Bill Byrne to step down as A&M AD
HOUSTON -- Texas A&M athletic director Bill Byrne, who oversaw the school's upcoming departure from the Big 12 and everything from national championships to the end of the storied football rivalry with Texas, is retiring.
Byrne will discuss his decision at a Tuesday afternoon news conference in College Station, according to a school official with knowledge of the decision. The school said only that Byrne would make an announcement "regarding his future" and the person spoke to The Associated Press late Monday on condition of anonymity because details had not been released.
The 66-year-old Byrne was hired at Texas A&M in December 2002 and has a contract that ends Aug. 31, 2013. School President R. Bowen Loftin said last month that the two were discussing Byrne's tenure.
Texas A&M's programs largely flourished under Byrne, but he will be remembered primarily for the move from the Big 12 Conference to the Southeastern Conference, effective July 1.
Byrne took heavy criticism last year as it became clear that the Aggies would leave and end longtime rivalries -- none of them bigger than the annual football game against the Longhorns.
Last Thanksgiving, Justin Tucker kicked a 40-yard field goal as time expired to give Texas a 27-25 victory over Texas A&M in the Aggies' last Big 12 game and the 118th meeting between the bitter rivals.
The Longhorn band spelled out 'Thanks A&M' while playing "Thanks for the Memories." Earl Campbell, who won the Heisman Trophy at Texas in 1977, and Texas A&M's John David Crow, winner of the award in 1957, watched the game sitting side by side in golf cart in the corner of the stadium.
Many had hoped to continue the game, which began in 1894 and had been played every year since 1915, but the Longhorns said their schedule is full through 2018 and made it clear there wasn't a lot of room for discussion.
A lot of the fallout was blamed on Texas' decision to start its own Longhorn Network to televise its sports teams. Byrne, like others around the Big 12, didn't like the move. He and his Texas counterpart, DeLoss Dodds, differed on whether Texas A&M was offered a chance to join the Longhorns in the venture.
Texas' pursuit of its own network was widely known in 2010 when Nebraska and Colorado decided to leave the Big 12, followed this year by Texas A&M and Missouri. The league is adding TCU and West Virginia.

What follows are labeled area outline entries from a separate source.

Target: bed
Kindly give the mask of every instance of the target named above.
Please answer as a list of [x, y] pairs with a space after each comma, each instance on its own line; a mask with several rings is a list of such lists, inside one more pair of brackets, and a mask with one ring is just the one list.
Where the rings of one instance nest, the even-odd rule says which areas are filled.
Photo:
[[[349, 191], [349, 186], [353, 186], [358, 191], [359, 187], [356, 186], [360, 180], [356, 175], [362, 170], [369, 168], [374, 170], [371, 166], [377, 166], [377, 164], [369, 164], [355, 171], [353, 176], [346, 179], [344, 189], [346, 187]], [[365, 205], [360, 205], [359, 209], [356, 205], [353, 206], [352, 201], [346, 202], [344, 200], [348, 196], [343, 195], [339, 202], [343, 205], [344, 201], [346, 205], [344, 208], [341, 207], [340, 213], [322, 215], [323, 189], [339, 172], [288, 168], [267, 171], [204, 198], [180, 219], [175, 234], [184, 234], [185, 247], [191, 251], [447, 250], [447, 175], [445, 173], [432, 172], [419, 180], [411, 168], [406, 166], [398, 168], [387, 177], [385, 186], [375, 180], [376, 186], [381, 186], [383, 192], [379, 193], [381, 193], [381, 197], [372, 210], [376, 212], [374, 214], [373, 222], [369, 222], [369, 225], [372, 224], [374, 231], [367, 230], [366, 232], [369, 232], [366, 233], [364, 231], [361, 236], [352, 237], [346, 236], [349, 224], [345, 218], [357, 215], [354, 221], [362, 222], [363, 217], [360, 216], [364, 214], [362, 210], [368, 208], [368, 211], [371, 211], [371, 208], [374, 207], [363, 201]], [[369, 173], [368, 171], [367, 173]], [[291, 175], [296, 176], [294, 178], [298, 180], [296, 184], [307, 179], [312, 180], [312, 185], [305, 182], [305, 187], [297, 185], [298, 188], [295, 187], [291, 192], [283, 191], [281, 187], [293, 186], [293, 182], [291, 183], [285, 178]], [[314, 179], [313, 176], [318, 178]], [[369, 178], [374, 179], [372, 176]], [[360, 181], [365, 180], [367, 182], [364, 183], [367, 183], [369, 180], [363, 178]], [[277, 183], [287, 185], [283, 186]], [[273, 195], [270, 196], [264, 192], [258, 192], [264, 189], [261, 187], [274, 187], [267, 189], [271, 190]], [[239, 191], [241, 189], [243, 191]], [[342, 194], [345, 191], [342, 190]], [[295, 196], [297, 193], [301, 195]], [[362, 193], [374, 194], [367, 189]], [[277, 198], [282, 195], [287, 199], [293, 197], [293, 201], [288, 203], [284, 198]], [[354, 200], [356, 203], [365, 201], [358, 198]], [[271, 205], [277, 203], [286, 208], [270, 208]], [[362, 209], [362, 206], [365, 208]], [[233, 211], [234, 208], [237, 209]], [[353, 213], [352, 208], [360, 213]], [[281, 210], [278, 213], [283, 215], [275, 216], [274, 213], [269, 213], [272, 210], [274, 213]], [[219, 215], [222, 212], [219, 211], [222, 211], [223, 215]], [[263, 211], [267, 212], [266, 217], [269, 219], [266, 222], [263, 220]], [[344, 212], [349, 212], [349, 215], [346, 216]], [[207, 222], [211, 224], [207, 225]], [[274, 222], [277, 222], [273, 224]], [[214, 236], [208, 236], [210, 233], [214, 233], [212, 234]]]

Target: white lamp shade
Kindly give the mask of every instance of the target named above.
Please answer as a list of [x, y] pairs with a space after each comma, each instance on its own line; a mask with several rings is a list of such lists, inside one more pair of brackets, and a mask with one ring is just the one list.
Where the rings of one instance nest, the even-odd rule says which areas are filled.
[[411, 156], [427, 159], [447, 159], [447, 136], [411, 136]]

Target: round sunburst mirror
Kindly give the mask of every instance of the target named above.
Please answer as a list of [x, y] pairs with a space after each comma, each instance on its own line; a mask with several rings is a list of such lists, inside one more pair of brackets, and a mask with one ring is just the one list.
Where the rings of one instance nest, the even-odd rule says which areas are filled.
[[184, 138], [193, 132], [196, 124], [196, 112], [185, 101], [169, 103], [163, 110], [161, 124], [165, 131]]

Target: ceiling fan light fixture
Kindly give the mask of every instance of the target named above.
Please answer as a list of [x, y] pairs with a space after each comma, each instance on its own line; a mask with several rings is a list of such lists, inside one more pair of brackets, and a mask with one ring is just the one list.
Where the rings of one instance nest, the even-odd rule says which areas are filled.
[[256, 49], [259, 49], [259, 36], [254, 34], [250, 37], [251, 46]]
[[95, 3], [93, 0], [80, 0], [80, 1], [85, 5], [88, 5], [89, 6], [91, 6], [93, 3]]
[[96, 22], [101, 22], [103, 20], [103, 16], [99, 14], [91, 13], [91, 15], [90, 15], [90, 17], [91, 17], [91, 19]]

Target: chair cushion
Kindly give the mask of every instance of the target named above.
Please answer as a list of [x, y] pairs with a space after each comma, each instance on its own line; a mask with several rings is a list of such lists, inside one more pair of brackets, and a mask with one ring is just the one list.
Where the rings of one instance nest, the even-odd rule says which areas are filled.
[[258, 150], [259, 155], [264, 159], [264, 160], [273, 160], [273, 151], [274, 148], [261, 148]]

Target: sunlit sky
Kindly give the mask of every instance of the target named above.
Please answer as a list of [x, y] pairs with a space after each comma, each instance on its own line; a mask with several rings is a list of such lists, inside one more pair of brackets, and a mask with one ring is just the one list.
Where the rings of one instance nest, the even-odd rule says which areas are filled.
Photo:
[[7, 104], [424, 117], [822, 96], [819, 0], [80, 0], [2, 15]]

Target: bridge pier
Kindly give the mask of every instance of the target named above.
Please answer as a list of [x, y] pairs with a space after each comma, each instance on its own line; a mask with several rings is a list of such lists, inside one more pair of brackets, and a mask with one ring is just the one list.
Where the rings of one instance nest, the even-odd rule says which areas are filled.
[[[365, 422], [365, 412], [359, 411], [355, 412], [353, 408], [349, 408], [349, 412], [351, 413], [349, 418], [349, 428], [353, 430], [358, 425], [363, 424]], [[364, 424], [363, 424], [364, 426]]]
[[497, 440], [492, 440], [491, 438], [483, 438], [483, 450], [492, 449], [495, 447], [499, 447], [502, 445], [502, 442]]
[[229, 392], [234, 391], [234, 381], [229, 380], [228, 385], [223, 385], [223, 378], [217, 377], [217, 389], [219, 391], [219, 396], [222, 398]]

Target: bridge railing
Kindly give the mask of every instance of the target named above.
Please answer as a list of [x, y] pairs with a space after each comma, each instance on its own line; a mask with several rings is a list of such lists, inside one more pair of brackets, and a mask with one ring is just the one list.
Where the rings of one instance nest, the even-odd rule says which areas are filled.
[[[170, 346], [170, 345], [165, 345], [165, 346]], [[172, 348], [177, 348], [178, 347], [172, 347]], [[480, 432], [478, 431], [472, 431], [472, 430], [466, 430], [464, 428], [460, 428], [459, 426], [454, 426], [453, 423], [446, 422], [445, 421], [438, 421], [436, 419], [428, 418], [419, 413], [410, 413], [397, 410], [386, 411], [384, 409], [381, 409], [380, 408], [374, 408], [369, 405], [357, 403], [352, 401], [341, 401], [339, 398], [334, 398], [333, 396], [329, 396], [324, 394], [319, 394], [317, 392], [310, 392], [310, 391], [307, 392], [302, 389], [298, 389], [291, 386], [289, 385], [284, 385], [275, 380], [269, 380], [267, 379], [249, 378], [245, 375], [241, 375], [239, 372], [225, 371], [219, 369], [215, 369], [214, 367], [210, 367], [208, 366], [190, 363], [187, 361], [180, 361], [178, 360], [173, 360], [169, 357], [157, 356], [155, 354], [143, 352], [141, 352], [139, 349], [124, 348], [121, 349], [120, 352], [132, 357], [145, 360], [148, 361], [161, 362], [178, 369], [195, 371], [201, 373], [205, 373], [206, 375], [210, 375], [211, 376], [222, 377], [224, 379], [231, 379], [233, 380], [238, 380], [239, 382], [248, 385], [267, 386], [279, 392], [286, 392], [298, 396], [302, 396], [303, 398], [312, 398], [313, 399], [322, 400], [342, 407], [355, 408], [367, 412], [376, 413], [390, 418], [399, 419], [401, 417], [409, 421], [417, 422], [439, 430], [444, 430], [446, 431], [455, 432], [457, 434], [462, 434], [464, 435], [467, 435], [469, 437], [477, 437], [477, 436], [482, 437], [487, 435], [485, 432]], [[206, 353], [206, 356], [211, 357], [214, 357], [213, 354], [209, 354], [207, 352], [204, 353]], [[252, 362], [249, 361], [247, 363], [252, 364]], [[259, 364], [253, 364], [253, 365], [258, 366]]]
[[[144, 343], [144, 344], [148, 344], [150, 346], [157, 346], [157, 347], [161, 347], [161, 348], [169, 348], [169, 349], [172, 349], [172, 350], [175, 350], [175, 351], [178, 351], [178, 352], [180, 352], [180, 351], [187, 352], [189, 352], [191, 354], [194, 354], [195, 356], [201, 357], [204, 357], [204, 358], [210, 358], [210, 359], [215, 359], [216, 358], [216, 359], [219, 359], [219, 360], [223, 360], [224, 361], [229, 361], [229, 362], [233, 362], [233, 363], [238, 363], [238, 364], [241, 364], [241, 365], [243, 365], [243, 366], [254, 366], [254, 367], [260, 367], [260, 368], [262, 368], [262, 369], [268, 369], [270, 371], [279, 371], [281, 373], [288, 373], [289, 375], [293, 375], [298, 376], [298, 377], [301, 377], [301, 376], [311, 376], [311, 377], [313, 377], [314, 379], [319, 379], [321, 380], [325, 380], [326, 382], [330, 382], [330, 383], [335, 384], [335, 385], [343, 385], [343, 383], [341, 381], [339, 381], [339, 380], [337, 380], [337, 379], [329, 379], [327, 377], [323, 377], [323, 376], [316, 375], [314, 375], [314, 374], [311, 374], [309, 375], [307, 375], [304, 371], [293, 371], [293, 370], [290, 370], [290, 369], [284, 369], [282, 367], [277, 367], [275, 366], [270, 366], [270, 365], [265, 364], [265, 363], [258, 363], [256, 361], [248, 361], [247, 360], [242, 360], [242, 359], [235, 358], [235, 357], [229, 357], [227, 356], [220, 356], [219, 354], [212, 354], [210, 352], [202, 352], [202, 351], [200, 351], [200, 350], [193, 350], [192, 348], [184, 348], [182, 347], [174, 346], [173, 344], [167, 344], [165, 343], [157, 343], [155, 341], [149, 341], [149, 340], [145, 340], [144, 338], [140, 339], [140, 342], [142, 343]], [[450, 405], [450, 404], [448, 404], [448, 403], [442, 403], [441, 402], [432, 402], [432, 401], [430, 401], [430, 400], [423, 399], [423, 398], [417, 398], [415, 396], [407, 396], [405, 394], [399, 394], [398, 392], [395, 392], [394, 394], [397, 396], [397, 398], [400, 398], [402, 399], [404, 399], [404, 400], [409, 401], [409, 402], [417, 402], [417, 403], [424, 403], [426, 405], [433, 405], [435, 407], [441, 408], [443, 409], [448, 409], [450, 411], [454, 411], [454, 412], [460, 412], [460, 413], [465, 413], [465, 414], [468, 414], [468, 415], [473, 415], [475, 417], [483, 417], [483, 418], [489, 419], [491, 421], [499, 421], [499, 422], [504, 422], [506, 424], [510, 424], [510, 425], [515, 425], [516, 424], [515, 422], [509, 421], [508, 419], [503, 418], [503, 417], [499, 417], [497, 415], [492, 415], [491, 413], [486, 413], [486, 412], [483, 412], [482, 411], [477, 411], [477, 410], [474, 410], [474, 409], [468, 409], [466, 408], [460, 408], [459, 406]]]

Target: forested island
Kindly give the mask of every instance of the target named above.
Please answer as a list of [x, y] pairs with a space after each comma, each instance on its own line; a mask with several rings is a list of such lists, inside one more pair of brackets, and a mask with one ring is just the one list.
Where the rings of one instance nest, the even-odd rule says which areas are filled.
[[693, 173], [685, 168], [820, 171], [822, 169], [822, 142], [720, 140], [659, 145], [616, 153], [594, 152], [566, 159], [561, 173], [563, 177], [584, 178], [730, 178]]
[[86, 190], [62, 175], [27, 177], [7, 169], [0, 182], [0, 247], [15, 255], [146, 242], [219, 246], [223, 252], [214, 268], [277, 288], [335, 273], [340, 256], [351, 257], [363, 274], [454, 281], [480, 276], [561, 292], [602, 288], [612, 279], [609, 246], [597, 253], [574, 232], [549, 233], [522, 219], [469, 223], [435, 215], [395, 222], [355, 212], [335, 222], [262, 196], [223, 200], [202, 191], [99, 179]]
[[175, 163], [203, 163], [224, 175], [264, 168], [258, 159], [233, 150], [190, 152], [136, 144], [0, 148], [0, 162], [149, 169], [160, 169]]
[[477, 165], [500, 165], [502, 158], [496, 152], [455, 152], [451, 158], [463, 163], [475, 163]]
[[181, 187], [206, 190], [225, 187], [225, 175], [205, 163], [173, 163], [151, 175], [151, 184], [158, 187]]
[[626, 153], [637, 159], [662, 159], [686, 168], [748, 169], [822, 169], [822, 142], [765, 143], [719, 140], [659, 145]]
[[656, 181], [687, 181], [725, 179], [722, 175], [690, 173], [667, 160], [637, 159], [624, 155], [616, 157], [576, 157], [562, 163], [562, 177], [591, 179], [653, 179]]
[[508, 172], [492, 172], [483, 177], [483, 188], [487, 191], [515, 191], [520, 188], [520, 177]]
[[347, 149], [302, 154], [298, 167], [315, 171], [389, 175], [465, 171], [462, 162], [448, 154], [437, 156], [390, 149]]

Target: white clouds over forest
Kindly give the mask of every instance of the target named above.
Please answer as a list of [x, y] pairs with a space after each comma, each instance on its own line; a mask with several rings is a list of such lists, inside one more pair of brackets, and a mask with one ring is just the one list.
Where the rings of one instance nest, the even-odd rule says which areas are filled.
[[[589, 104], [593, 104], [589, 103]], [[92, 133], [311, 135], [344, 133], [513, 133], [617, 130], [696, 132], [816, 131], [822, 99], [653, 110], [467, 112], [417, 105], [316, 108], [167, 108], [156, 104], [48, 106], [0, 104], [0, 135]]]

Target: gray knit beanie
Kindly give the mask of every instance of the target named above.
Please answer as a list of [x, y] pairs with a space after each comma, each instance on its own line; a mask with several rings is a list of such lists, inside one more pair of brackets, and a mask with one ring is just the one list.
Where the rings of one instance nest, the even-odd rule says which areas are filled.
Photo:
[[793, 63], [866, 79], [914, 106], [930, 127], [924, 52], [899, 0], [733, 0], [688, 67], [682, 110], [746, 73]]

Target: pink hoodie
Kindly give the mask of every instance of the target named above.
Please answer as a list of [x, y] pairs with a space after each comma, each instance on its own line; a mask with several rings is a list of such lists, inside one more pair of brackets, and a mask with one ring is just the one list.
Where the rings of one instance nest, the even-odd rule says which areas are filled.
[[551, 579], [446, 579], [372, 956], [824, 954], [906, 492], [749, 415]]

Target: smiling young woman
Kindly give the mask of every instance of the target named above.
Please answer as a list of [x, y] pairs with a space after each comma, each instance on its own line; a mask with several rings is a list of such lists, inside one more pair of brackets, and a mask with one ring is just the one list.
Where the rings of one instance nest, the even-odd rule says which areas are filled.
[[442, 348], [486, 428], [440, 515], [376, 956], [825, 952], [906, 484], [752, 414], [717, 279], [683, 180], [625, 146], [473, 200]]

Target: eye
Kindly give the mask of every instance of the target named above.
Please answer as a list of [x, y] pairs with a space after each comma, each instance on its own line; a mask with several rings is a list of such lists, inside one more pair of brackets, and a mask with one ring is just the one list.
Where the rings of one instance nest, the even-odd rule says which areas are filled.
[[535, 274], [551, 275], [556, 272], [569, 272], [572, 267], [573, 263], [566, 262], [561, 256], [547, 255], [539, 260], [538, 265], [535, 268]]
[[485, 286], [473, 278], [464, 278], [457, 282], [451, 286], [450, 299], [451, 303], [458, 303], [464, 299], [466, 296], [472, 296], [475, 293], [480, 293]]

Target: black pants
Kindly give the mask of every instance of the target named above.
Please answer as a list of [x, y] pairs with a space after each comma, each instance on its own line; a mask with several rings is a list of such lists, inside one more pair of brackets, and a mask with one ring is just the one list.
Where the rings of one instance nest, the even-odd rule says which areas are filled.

Byrne also took a deep pride in the school's other programs, including the women's basketball team that won a national championship under Gary Blair in 2011.
"Bob Gates said when he hired me that he wanted us to have the best sports program in the country," Byrne said on the eve of that championship game win over Notre Dame, referring to the former university president who is now the U.S. defense secretary. "We work to do that every day."
The softball, women's swimming and diving teams, and track and field teams are usually national powerhouses, as are the women's soccer team and the equestrian team.
It hasn't been easy changing attitudes at a university that began as an all-male military school. Some alumni opposed the decision to begin admitting women in 1963, and school administrators didn't always see the advantage of funding men's and women's sports equally when Title IX passed in 1972.
While the football program flourished at times, change was slow in other sports. After Blair arrived in 2003, he and then men's coach Billy Gillispie helped raise $24 million in private funds to build a new practice facility and it made a difference.